Our human mind seems to seek an illusion of “normal” so it won’t have to exert itself to navigate life. It gets itself into a groove and stays there if it can. Travel upsets that illusion because it presents you with so many questions as to how and why this place you are visiting is arranged the way it is. Your mind is obliged to wake up and pay attention just to avoid danger. It’s forced into a state of aliveness, and in that process it can more readily see meaning, beauty and the human condition.
That’s how it works for me, at least.
At this point in my life, I feel like I’m always traveling. Every place is in some sense foreign, in some sense a place I don’t quite understand.
It’s interesting how certain places carry a spirit that appeals or repels. Some places are more vibrant, depending how they have been lived in, how people thought, felt and related to each other. And some places on earth are like nerve centers in the body, power centers. The ancients seemed to recognize these lines, and built sacred sites on them.

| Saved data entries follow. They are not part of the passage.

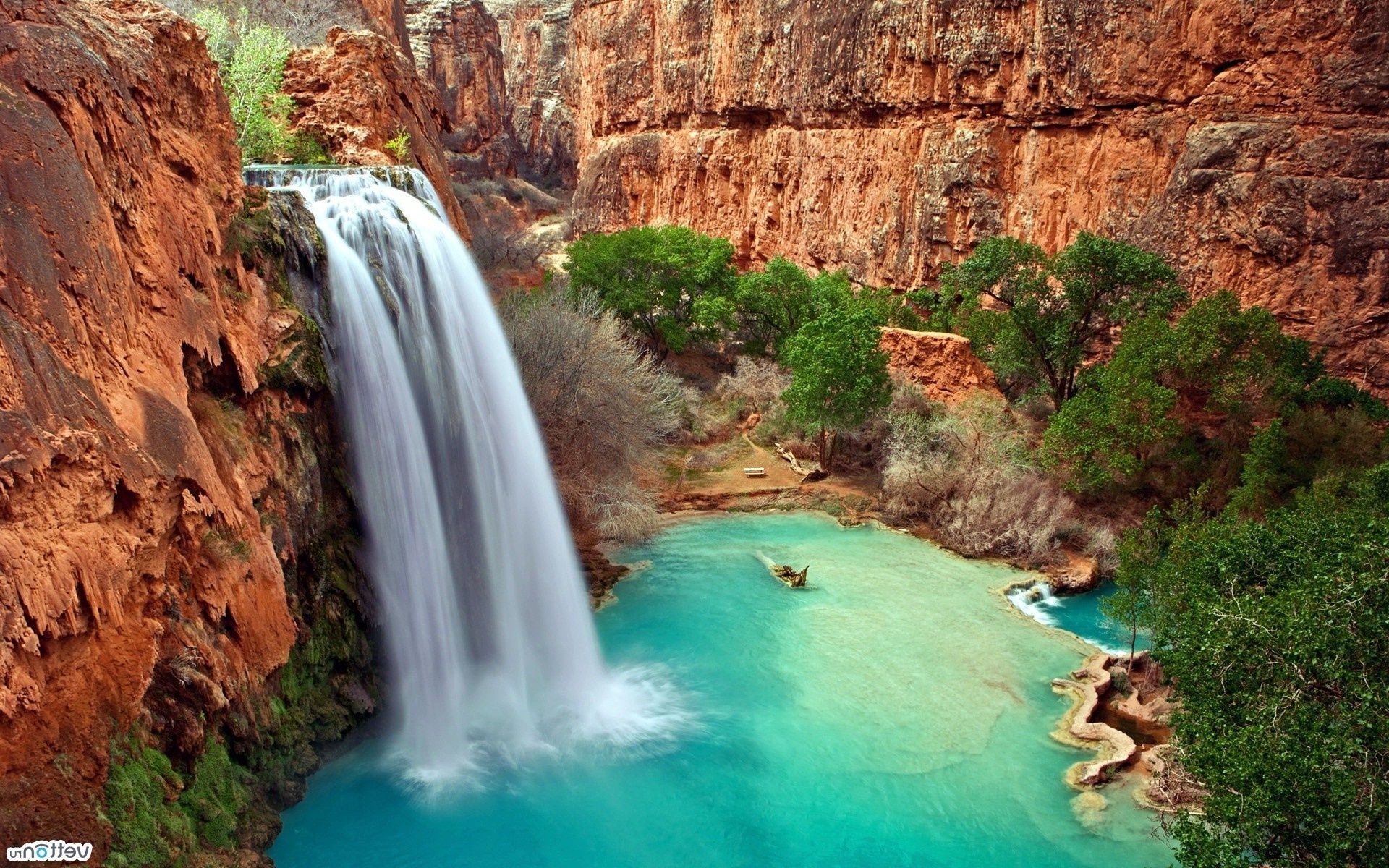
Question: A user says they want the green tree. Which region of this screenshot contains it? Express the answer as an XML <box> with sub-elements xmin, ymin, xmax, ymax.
<box><xmin>734</xmin><ymin>257</ymin><xmax>853</xmax><ymax>356</ymax></box>
<box><xmin>1121</xmin><ymin>464</ymin><xmax>1389</xmax><ymax>868</ymax></box>
<box><xmin>782</xmin><ymin>307</ymin><xmax>892</xmax><ymax>472</ymax></box>
<box><xmin>565</xmin><ymin>226</ymin><xmax>736</xmax><ymax>358</ymax></box>
<box><xmin>915</xmin><ymin>232</ymin><xmax>1186</xmax><ymax>407</ymax></box>
<box><xmin>193</xmin><ymin>7</ymin><xmax>328</xmax><ymax>163</ymax></box>
<box><xmin>1039</xmin><ymin>293</ymin><xmax>1383</xmax><ymax>494</ymax></box>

Our rational age is ignorant of these invisible forces, it’s not interested in something invisible and unquantifiable, especially if it’s in the spiritual realm.

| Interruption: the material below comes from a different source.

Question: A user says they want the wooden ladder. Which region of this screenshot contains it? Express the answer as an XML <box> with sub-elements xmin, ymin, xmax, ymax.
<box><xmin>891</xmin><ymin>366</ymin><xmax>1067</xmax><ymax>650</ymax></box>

I haven’t been able to settle down in one place, except for a quick twenty-five years in a French village, and only then because it was a project that couldn’t be finished in a mere five or ten years. In any case, I was still learning how to be there when we left.
I became less and less attached to my place of birth throughout my years of travel and living abroad, so that now everything looks more or less foreign to me. But I like that. I haven’t found a place where I can feel everything is normal. My languages are mixed up in my thinking and sometimes I may know the exact term in a foreign language but not English.
Keeping myself a little on the back foot is a spiritual strategy for me. It keeps me from going to sleep because the world around me is always unusual, never quite normal, never to be taken for granted.
I’m anchored in the few people I love and in what I can create.
Someday we may find the perfect shangri-la. Until then, my project is to create some beauty and meaning every day, and stay awake.